Wednesday, March 4, 2009

Racism as American as Apple Pie


History of the "science" of eugenics
BY RICHARD PACHTER

War Against the Weak: Eugenics and America's Campaign to Create a Master Race
. Edwin Black. Dialog Press. 592 pages.

The promise of controlling natural biological phenomena affords endless opportunities for commerce. Biotechnology and genomics will most certainly play a huge role in the future of business.

But some people are deeply concerned with the morality of manipulating these processes, fearing that the presumed objectivity of science will inevitably be tainted by human ignorance and bias.

These fears are serious and not without foundation, especially when placed in a historical context. When technology and biology intersect, there's a danger that the profit motive is one of the least objectionable forces that come into play.

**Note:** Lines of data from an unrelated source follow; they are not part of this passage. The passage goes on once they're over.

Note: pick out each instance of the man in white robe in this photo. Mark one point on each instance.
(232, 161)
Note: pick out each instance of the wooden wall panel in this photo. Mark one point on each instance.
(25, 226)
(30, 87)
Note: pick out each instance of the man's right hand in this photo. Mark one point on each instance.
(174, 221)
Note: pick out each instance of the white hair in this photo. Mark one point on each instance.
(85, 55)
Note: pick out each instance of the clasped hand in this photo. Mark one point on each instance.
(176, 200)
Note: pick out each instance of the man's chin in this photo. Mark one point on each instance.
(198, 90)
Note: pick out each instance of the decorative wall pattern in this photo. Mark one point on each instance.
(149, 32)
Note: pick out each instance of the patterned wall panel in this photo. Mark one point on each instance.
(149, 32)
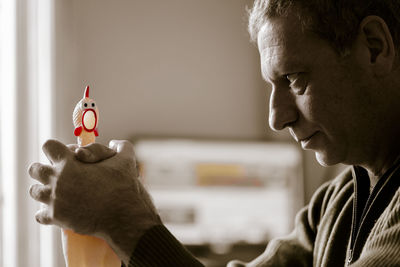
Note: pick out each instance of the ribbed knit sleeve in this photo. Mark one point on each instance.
(382, 247)
(158, 247)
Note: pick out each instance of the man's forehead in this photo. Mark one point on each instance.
(279, 44)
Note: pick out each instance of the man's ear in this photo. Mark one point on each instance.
(378, 40)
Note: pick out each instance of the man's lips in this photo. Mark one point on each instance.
(304, 138)
(305, 142)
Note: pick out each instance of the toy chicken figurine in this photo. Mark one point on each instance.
(82, 250)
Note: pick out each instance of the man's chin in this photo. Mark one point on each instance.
(325, 160)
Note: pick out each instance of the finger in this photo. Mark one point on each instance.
(43, 216)
(41, 172)
(40, 193)
(94, 153)
(55, 151)
(73, 147)
(123, 147)
(236, 263)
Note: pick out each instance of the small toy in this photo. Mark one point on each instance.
(85, 119)
(82, 250)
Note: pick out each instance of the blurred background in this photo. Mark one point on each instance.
(178, 78)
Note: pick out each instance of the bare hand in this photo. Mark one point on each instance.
(94, 190)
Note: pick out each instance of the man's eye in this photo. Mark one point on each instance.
(297, 82)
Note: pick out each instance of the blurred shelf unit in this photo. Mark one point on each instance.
(223, 193)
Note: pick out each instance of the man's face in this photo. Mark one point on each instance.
(324, 99)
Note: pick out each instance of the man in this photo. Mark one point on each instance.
(334, 70)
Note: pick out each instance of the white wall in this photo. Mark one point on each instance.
(183, 68)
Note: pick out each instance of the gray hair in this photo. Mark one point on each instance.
(336, 21)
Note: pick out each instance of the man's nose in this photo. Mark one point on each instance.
(282, 109)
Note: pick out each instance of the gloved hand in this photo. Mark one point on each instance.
(94, 190)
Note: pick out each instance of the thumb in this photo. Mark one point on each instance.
(236, 263)
(93, 153)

In his previous book, IBM and the Holocaust, Edwin Black demonstrated how early computer technology enabled Hitler's ''final solution.'' Now Black, aided by a small army of researchers and scholars, uncovers the roots of the Nazis' obsession with racial purity and their devotion to the Nordic ideal of blond hair and blue eyes, a notion popularized in the United States, not Germany. But the effects weren't just cosmetic.

Writes Black: "Throughout the first six decades of the 20th century, hundreds of thousands of Americans and untold numbers of others were not permitted to continue their families by reproducing. Selected because of their ancestry, national origin, race or religion, they were forcibly sterilized, wrongly committed to mental institutions, where they died in great numbers, prohibited from marrying and sometimes even unmarried by state bureaucrats.

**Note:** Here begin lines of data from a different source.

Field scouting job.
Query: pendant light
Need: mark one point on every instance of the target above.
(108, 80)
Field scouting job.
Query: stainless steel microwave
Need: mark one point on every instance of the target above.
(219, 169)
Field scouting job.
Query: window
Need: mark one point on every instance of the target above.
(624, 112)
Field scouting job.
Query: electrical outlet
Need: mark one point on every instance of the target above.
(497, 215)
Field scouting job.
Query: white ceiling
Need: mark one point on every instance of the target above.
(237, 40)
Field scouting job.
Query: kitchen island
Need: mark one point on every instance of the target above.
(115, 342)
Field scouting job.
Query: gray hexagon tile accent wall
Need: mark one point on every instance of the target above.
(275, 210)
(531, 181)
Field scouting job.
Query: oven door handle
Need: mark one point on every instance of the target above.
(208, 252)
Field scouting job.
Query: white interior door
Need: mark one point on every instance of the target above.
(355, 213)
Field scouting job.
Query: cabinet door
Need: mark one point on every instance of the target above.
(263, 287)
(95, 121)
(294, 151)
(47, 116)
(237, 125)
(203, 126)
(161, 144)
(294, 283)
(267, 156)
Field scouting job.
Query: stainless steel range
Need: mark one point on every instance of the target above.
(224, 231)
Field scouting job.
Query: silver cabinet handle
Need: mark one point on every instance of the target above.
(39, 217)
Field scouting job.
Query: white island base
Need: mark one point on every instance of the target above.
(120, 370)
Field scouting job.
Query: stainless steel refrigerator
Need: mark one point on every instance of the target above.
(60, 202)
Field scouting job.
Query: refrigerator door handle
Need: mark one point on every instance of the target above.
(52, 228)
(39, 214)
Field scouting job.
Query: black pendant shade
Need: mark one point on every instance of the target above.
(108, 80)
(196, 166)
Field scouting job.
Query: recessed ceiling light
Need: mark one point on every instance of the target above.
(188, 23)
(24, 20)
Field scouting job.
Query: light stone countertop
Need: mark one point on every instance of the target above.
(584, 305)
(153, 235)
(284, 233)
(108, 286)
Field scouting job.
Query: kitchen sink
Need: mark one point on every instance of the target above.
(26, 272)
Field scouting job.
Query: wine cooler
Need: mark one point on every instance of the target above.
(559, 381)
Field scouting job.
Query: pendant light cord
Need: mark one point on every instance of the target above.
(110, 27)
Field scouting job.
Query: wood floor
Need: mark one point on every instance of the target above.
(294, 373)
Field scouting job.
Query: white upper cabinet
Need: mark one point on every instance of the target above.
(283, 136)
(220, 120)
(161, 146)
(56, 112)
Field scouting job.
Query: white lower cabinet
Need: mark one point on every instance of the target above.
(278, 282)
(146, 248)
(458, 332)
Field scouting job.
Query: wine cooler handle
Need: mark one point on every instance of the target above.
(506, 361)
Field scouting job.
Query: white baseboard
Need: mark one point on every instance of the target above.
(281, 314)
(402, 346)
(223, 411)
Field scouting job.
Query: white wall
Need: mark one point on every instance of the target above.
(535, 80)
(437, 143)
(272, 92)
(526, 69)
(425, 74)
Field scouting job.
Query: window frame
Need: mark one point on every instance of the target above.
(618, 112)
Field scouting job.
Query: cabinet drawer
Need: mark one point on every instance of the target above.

"In America, this battle to wipe out whole ethnic groups was fought not by armies with guns nor by hate sects at the margins. Rather, this pernicious white-gloved war was prosecuted by esteemed professors, elite universities, wealthy industrialists and government officials colluding in a racist, pseudoscientific movement called eugenics. The purpose: create a superior, Nordic race.''

Eugenics was derived from the work of such scientists as Charles Darwin and Gregor Mendel. It was further refined by the studies of Francis J. Galton, a 19th-century Englishman with an insatiable curiosity about all aspects of human life and behavior. Galton — who introduced the use of fingerprints in criminal investigations and charted the first weather maps — coined the word ''eugenics'' to describe his studied pursuit of the quantification of human heredity and behavior.

According to Black, Galton had not quite put together enough science to back up the theories, but his ideas later found fertile ground in the New World. Many Americans showed great enthusiasm for Utopian ideals, among them the curious notion that racial purity was highly desirable. The America of the late 19th and early 20th centuries had begun to experience an influx of immigrants from Eastern and Southern Europe — immigrants who were decidedly not Nordic. Eugenics fit neatly into these settlers' growing xenophobia.

Black chronicles the rise of eugenics and its marriage to racism in America and its subsequent adoption by a young German corporal. Adolph Hitler, in fact, studied several American eugenics texts while jailed for participating in mob action in 1924 and even penned fan letters to the authors.

War Against the Weak is hardly escapist fare, though Black's prose makes a difficult subject matter far less tendentious than one might expect. As we consider the commercial possibilities afforded by gene mapping, cloning and the like, this book should be required reading for leaders seeking to avoid the inevitable penalties bestowed upon those who fail to learn the lessons of history.